All the colligative properties stem from the reduction of the chemical potential of the liquid solvent as a result of the presence of solute. The reduction is from mA* for the pure solvent to mA* + RT ln xA when a solute is present (ln xA is negative because xA < 1). There is no direct influence of the solute on the chemical potential of the solvent vapour and the solid solvent because the solute appears in neither the vapour nor the solid. The reduction in chemical potential of the solvent implies that the liquid-vapour equilibrium occurs at a higher temperature (the boiling point is raised) and the solid-liquid equilibrium occurs at a lower temperature (the freezing point is lowered), as illustrated in the figure below.

The molecular origin of the lowering of the chemical potential is not the energy of interaction of the solute and solvent particles, because the lowering occurs even in ideal solutions (which have zero enthalpy of mixing). If it is not an enthalpy effect, then it must be an entropy effect. The pure liquid solvent has an entropy that reflects the disorder of its molecules. Its vapour pressure reflects the tendency of the solution towards greater entropy, which can be achieved if the liquid vaporizes to form a more disordered gas. When a solute is present, there is an additional contribution to the entropy of the liquid, even in an ideal solution. Because the entropy of the liquid in the solution is already higher than that of the pure liquid, there is a weaker tendency to form the gas. The effect of the solute appears as a lowered vapour pressure, and hence a higher boiling point. Similarly, the enhanced molecular randomness of the solution opposes the tendency to freeze. Consequently, a lower temperature must be reached before equilibrium between solid and solution is achieved. Hence, the freezing point is lowered.
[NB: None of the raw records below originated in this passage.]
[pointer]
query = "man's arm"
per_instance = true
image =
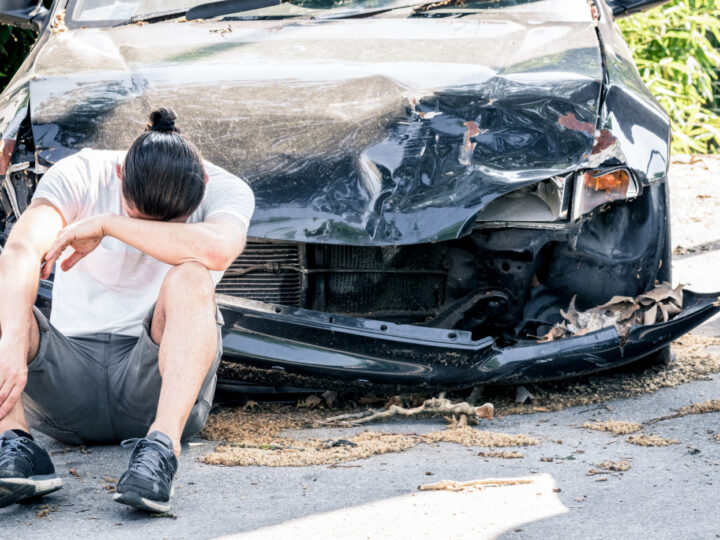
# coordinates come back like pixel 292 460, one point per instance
pixel 214 243
pixel 20 263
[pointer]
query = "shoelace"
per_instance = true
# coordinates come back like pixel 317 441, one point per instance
pixel 10 450
pixel 145 458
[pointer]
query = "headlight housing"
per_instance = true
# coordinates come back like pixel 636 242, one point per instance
pixel 596 187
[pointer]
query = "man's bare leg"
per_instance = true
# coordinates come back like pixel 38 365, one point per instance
pixel 15 419
pixel 184 325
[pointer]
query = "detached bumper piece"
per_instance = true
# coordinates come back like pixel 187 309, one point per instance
pixel 363 351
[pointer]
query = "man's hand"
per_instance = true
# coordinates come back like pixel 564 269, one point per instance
pixel 13 373
pixel 83 236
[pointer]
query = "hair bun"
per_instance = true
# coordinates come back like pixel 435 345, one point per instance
pixel 162 119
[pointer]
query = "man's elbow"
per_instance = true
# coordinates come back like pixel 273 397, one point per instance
pixel 221 257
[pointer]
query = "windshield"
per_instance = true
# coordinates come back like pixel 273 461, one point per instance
pixel 114 11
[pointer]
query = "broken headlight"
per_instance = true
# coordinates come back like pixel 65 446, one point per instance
pixel 597 187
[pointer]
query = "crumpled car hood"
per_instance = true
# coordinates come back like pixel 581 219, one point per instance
pixel 367 132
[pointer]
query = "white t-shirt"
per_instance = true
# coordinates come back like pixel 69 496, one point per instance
pixel 114 287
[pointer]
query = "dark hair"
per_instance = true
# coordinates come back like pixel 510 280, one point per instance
pixel 163 175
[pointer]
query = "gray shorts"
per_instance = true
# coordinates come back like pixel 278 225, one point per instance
pixel 102 388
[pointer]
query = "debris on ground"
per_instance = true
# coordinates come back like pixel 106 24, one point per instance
pixel 501 454
pixel 711 405
pixel 475 485
pixel 656 305
pixel 650 440
pixel 615 466
pixel 45 510
pixel 311 402
pixel 522 395
pixel 475 396
pixel 58 25
pixel 613 426
pixel 440 405
pixel 257 438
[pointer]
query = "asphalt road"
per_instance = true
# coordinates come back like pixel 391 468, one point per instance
pixel 668 492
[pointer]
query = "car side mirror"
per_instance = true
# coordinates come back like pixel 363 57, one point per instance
pixel 23 13
pixel 623 8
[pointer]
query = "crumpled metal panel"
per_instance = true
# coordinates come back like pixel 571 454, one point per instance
pixel 633 128
pixel 367 132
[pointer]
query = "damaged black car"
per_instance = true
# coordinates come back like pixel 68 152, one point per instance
pixel 448 193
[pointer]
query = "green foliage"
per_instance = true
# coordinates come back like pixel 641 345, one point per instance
pixel 675 49
pixel 14 46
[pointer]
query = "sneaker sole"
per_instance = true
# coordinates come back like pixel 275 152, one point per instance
pixel 133 499
pixel 14 490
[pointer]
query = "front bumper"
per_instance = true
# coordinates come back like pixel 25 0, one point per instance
pixel 366 352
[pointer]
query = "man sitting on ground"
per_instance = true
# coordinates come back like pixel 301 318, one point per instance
pixel 133 341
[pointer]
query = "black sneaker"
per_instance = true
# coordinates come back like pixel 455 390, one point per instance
pixel 25 469
pixel 147 483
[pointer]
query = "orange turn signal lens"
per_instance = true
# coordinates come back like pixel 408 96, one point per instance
pixel 616 182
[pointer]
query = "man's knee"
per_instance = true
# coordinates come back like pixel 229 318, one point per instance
pixel 34 341
pixel 189 279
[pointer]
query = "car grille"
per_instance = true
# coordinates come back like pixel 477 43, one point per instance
pixel 266 271
pixel 401 283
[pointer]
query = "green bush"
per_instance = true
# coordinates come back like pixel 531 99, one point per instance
pixel 675 49
pixel 14 46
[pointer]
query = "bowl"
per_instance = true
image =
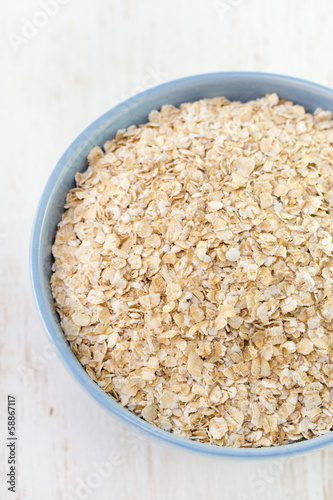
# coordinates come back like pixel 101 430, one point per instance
pixel 241 86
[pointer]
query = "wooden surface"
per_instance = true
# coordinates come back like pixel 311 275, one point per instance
pixel 79 62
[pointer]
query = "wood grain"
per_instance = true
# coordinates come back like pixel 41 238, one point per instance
pixel 85 58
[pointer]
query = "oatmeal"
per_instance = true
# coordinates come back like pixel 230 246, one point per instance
pixel 193 270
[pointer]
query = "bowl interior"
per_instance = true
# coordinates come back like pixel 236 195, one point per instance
pixel 235 86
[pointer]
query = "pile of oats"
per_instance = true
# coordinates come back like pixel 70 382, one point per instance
pixel 193 270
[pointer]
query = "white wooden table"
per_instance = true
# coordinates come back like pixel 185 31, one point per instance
pixel 61 67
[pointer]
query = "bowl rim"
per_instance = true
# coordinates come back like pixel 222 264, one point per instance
pixel 62 347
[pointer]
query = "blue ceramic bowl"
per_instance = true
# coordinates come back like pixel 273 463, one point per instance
pixel 241 86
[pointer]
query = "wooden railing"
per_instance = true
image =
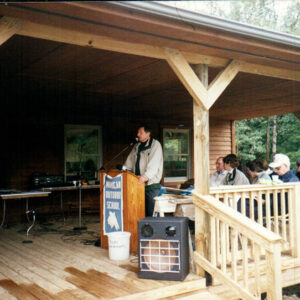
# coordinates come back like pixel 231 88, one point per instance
pixel 232 233
pixel 275 207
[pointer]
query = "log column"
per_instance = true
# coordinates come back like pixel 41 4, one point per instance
pixel 201 168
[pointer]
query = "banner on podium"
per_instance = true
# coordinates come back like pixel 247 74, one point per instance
pixel 112 204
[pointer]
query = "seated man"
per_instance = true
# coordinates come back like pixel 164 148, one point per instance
pixel 297 170
pixel 281 166
pixel 217 177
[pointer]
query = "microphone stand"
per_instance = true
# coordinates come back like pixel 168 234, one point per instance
pixel 98 242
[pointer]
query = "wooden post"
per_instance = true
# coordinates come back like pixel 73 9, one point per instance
pixel 296 222
pixel 274 282
pixel 201 170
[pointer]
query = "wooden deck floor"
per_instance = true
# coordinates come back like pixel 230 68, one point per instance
pixel 61 264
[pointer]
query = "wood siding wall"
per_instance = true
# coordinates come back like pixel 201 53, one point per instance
pixel 221 140
pixel 32 134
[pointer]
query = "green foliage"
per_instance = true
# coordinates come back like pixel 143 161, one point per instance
pixel 251 136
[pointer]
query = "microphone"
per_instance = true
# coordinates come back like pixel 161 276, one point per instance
pixel 135 140
pixel 120 167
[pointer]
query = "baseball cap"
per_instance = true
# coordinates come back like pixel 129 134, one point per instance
pixel 279 160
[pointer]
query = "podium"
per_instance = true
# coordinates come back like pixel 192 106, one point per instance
pixel 133 205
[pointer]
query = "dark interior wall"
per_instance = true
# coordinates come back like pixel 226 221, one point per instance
pixel 32 140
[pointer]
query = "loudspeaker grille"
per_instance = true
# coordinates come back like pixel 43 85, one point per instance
pixel 160 255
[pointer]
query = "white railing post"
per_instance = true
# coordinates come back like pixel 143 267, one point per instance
pixel 274 284
pixel 296 222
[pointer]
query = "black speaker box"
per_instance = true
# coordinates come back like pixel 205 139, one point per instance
pixel 163 248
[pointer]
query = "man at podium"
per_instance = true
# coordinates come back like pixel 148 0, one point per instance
pixel 146 161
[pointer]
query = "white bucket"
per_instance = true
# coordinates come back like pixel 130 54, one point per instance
pixel 118 245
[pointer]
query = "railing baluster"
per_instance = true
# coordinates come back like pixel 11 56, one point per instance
pixel 275 207
pixel 268 213
pixel 259 207
pixel 223 248
pixel 234 250
pixel 235 200
pixel 251 204
pixel 283 213
pixel 218 242
pixel 213 240
pixel 243 204
pixel 257 269
pixel 245 261
pixel 291 223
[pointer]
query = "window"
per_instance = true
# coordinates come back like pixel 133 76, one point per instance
pixel 82 152
pixel 176 154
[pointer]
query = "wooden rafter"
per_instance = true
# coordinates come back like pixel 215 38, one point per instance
pixel 187 76
pixel 74 37
pixel 222 80
pixel 8 27
pixel 297 114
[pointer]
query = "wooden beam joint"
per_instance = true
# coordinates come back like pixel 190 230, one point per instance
pixel 8 27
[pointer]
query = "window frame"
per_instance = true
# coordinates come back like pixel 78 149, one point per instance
pixel 188 155
pixel 100 150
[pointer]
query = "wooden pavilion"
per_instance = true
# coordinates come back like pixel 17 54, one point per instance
pixel 117 64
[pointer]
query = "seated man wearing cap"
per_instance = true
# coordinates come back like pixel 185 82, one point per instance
pixel 297 171
pixel 281 166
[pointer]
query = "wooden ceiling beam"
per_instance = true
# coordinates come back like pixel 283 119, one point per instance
pixel 187 76
pixel 270 71
pixel 222 80
pixel 74 37
pixel 8 27
pixel 297 114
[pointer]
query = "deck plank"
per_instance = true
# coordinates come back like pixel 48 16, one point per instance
pixel 17 290
pixel 55 268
Colligative properties are discussed in more detail in another study unit. 

Fig. 3- The vapour pressure of a pure liquid represents a balance between the increased disorder arising from vaporization and the decreased disorder of the surroundings. (a) Here the structure of the liquid is represented highly schematically by the grid of squares. (b) When solute (the dark squares) is present, the disorder of the condensed phase is relatively higher than that of the pure liquid, and there is a decreased tendency to acquire the disorder characteristic of the vapour.